I’ve always struggled with housekeeping. There’s always a book to read, a kid to feed, a class to prep for, or a relationship to foster. I’ve always wished I had a bit of Mary Poppins Magic.
My biggest challenge is the introvert/extrovert balance. I need to be nourished in the quiet. I’ll often go on a hospitality kick and then go for weeks recovering.
Laura Carter says
My biggest comparison obstacles are my house being too small, too messy, kids too small, kitchen not big enough. The list goes on.
Laura Carter says
I liked you on FB
Loved this post – thank you for putting into words what I so often feel. I WANT to be a great hostess – a welcome mat for Jesus – but have such a hard time getting over my insecurities of “what will they think?” To just fling the door wide open. I love the idea of being a front yard person. I am saving my pennies for a table and dreaming of Saturday morning donuts around the table!

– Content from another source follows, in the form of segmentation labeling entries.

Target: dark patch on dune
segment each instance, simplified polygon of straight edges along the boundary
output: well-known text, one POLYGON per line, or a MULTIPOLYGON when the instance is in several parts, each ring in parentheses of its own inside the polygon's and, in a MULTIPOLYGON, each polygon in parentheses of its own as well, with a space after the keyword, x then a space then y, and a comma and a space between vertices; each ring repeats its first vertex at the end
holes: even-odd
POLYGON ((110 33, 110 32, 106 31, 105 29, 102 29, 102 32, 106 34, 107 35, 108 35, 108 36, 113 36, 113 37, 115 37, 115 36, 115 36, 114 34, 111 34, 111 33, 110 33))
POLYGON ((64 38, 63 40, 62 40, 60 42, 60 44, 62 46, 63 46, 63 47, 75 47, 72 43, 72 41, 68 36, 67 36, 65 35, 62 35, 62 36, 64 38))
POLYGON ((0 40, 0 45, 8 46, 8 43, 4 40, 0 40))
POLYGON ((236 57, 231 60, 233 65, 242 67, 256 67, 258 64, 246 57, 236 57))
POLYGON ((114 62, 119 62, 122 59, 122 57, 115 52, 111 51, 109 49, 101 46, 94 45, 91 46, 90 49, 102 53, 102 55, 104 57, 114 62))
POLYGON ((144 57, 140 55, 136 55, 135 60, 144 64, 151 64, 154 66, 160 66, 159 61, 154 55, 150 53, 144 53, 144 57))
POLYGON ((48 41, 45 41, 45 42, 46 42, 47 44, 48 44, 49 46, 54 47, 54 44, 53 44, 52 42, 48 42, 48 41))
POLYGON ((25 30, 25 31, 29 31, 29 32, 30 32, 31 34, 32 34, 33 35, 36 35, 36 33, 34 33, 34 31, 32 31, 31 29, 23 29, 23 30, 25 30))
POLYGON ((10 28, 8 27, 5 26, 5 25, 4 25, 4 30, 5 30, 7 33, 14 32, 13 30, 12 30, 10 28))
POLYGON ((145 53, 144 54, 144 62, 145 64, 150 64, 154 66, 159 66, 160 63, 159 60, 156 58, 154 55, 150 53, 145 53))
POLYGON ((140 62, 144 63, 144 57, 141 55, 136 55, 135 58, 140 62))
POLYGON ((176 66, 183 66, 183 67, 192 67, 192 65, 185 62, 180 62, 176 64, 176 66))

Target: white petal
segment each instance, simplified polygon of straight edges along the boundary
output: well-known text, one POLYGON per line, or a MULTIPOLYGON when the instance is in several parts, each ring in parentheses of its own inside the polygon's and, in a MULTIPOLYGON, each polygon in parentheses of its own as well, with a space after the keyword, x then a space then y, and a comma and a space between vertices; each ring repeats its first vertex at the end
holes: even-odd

You said the cake freezes – should I freeze it already iced? Any idea the best way to thaw/serve after freezing?
Linda L. Seidel says
I loved your podcast with Mister Manners, and I’m looking forward to baking this cake to eat with friends. Kristin, your comparison list could have come from many of the silly conversations I have in my head. The biggest block is that I’m not a fabulous housekeeper and don’t mind so much, except that I love being with people and wish my home was cleaner, neater, and always ready for a visitor. I socialize more away from home, and I tend to have people over more in the summer when I know we can be outdoors most of the visit. I’m eager to keep listening and change my life. I’m 67, walking with two canes, and I’m not going to get lots of do-overs any more. Thanks you so much!